Sheffield trees dispute: Council legal costs hit £250k
Sheffield City Council has run up a £250,000 legal bill defending tree felling operations, the BBC has uncovered.
The sum, which includes legal services, counsel fees and other costs, involves court hearings in 2016 and 2017 involving the Streets Ahead scheme.
Campaigners said the cost to taxpayers in the city "could have been avoided".
A council spokesman said it took a "pragmatic approach" and had sought the "best possible deal" for taxpayers.
As part of Streets Ahead, an ongoing £2bn project to improve roads and footpaths in Sheffield, about 5,500 trees have been cut down since 2012.

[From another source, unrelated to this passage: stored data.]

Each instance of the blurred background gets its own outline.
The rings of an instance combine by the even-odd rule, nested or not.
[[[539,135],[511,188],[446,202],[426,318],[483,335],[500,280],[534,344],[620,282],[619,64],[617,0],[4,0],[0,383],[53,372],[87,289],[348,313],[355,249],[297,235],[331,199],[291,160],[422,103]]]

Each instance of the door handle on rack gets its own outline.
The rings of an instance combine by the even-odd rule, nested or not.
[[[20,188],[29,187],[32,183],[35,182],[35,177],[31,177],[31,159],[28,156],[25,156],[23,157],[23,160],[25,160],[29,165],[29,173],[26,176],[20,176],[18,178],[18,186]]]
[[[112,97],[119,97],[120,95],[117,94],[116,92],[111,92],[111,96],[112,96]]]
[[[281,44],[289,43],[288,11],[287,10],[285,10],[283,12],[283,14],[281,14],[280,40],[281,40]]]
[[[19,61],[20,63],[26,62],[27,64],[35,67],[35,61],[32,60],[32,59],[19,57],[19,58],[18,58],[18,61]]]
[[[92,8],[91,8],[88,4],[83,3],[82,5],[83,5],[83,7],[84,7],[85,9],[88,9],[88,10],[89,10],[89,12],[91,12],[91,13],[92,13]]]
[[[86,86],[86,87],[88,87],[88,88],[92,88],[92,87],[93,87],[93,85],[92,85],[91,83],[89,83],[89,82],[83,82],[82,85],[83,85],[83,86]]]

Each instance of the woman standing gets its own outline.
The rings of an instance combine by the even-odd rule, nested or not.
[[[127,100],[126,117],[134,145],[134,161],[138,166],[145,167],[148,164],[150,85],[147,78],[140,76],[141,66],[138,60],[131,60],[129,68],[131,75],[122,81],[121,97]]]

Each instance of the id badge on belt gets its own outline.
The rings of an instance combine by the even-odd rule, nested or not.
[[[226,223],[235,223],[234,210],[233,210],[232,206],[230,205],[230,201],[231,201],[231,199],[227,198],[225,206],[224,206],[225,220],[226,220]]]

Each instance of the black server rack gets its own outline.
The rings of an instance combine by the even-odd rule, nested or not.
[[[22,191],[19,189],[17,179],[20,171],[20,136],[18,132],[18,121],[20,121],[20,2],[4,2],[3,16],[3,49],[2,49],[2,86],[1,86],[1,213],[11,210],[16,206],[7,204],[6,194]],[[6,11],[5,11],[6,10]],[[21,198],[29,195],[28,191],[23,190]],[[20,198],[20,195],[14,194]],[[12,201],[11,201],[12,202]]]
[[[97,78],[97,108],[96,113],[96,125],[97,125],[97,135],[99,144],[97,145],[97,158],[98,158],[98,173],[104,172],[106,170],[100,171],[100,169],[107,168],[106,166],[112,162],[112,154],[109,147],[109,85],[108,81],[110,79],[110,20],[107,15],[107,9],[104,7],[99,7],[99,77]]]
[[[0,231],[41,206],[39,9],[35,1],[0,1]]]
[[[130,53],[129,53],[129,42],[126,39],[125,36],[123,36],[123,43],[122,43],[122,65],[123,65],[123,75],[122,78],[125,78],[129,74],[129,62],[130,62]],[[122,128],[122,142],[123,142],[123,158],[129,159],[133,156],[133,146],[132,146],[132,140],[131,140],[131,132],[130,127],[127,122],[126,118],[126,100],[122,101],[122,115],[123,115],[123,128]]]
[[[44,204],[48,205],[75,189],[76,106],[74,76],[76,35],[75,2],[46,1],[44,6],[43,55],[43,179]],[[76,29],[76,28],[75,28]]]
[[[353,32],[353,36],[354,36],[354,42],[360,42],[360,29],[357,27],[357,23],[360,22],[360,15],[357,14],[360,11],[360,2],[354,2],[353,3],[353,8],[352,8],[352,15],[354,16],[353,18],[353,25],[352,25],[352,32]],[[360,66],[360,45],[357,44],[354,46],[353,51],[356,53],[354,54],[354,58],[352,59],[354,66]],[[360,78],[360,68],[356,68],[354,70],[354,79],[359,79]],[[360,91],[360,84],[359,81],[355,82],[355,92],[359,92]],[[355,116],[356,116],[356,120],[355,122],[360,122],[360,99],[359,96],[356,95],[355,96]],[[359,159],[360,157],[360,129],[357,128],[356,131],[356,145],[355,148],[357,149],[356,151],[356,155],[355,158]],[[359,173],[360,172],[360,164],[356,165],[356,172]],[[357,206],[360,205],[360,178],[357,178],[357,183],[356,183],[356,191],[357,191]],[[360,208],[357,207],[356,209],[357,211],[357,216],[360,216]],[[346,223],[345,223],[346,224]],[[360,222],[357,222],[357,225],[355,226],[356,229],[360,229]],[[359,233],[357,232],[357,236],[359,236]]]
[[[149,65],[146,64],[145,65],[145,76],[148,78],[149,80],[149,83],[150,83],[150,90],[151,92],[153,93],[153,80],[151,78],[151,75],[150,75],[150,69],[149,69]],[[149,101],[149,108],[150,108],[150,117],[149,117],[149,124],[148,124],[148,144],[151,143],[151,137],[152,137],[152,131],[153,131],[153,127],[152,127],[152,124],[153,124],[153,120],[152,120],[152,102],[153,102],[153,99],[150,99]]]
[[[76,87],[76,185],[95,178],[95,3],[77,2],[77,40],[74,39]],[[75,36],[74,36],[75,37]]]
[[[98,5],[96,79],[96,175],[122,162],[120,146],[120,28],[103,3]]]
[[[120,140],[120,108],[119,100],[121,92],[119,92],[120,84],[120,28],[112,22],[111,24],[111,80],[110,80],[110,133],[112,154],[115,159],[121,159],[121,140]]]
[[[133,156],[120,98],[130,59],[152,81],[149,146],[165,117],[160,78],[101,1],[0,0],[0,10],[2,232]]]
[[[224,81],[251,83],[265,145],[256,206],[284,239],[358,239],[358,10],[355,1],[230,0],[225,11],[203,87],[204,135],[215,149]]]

The authority insists those earmarked for felling were diseased, dying or damaging but campaigners say some healthy trees have also been lost.
The BBC has learned £149,660 was spent on costs connected to an order stopping people holding up work by standing inside safety zones erected around the doomed trees.
A further £103,701 was spent after campaigners took legal action in 2016, claiming the council had failed to assess the environmental impact of the felling.
Speaking on BBC Radio Sheffield, Bryan Lodge, Sheffield City Council's cabinet member for environment and street scene, previously said the losing party in a civil action "pays the costs".
Despite this, the council has only sought "realistic" costs from three members of the Sheffield Tree Action Group (STAG) who were asked to pay £1,000 each.
Dave Dillner, STAG founder, said: "It's the council's fault, because it could have been avoided, they could have worked with us.
"STAG is made up of concerned Sheffield citizens who have fought to preserve their environment for this generation and future generations."
In a statement, Mr Lodge said: "Ultimately, the street tree replacement programme was found to be lawful on all counts by a High Court judge and an injunction was granted to prevent trespass within safety barriers around tree works.
"Further legal action to recover higher costs would have resulted in associated fees, making the exercise somewhat counterproductive."